Today I wasn’t certain that it was the same girl at first. It had been a couple of years; she looked different – longer hair, glasses, a little older. I was standing in line at the counter trading light conversation with an acquaintance and when she looked up I gave a sideways wave hello. She reacted with a look of discomfort and confusion and my wave withered into a vague directionless pointing gesture. I sat down with my tea, humbled. She came over a few minutes later to chat. It was her and I turned into that same stuttering bundle of nerves from three years ago. We had a short conversation, both of us pretending to have forgotten the details of our confusing past correspondence – though it seemed like we both remembered everything. (We remembered each other’s names and the details of our couple of email exchanges.) She went back to her seat, where she was perched over a chessboard, and I sat and wrote for awhile. When I looked over at her again, she was leaning back in her chair with a chess book open in front of her. The sleeves of her sweater were pulled down over her hands, just like before.

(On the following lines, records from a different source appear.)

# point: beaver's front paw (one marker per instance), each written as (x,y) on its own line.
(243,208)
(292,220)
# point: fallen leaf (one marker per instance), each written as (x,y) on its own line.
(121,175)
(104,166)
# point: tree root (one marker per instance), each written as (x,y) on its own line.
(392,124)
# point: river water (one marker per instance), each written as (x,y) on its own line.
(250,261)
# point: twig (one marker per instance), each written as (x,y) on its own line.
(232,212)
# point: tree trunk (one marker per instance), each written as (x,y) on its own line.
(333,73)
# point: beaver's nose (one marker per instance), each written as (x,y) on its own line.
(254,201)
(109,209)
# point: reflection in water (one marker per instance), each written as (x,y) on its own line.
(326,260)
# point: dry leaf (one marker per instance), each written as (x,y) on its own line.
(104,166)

I wouldn’t have remembered the way she stretched out her sleeves if it hadn’t been for the pink fingerprints on the hot cocoa mug.
At first the most remarkable thing about the old man who was walking by, slightly hunched over but moving at a comfortable pace, were his long white whiskers (not beard, definitely whiskers), and his stained-blond mustache. But just as he passed by, I noticed the glasses taped to his head. The lenses and the front of the frames were intact, but there were two strips of blue masking tape stretched between his temples and the outer edges of the lenses.

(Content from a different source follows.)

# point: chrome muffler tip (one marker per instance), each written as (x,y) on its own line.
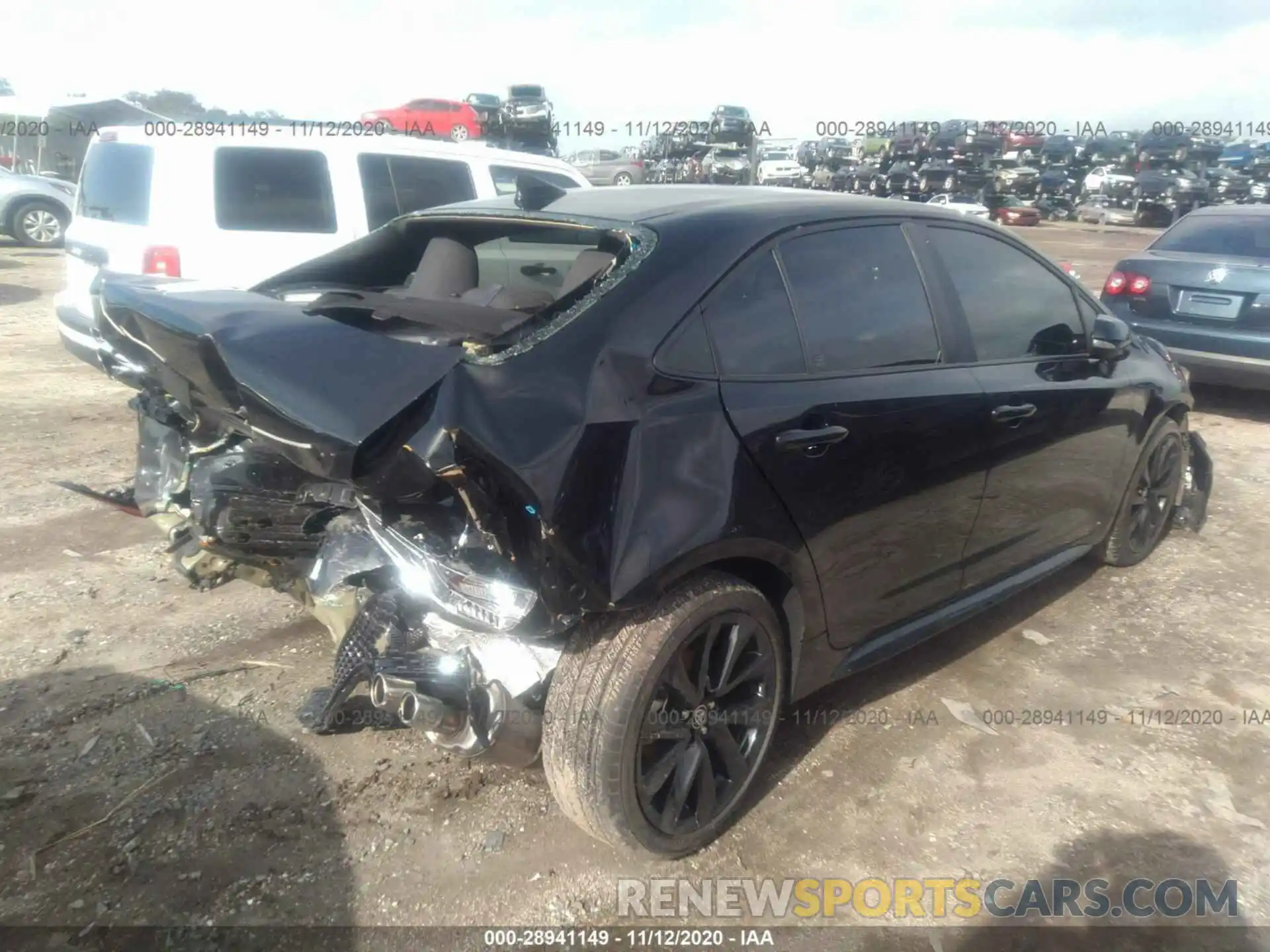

A pack of twelve or fifteen kids, probably all under ten years old, were running around in the stairs that lead down through Pike Place Market. A couple of the kids stopped to look down at the daycare’s colorful playground. “Hey guys, look!” The rest of the kids came running back to admire the slide for a minute. A couple of adults eventually regained control and began herding the group further along toward their destination, and a passerby stopped to make small talk with a woman who was coaxing the last few stragglers along.
He said, “That’s quite a crew! Is it a school group?”
“No. It’s a Christian school,” the woman answered.
I was about to cross the street at a quiet corner a few blocks from home. I would have been jaywalking, except that a tall curly-headed guy ran up in front of me and stopped just one step away. He had come out of nowhere, as they say. He quickly closed the narrow distance between us, almost brushing up against me. I took the space back again by making a half step backward. He looked me in the face and said with contempt, “This shit doesn’t work, dude!” He was referring to the little vial of clear liquid that he had just stuck up under my nose. I took a couple of more steps back, shrugging – slack-jawed and stupified. We had a three second standoff, ending when my new friend had gotten a good look at me. His agressive posture slumped and he said, “Oh. . . . I thought you were someone else.” He gave me an apologetic smile and turned to head back the way he came. I hesitated before resuming my interrupted street crossing (this time legal) and turned toward home. The two of us were walking in the same direction, on opposite sides of the street. He looked over a couple of times and said something, I didn’t hear what. About fifty yards up from the corner, he got into a sports car that had apparently been parked hastily – It was pointed against traffic and had one wheel on the curb.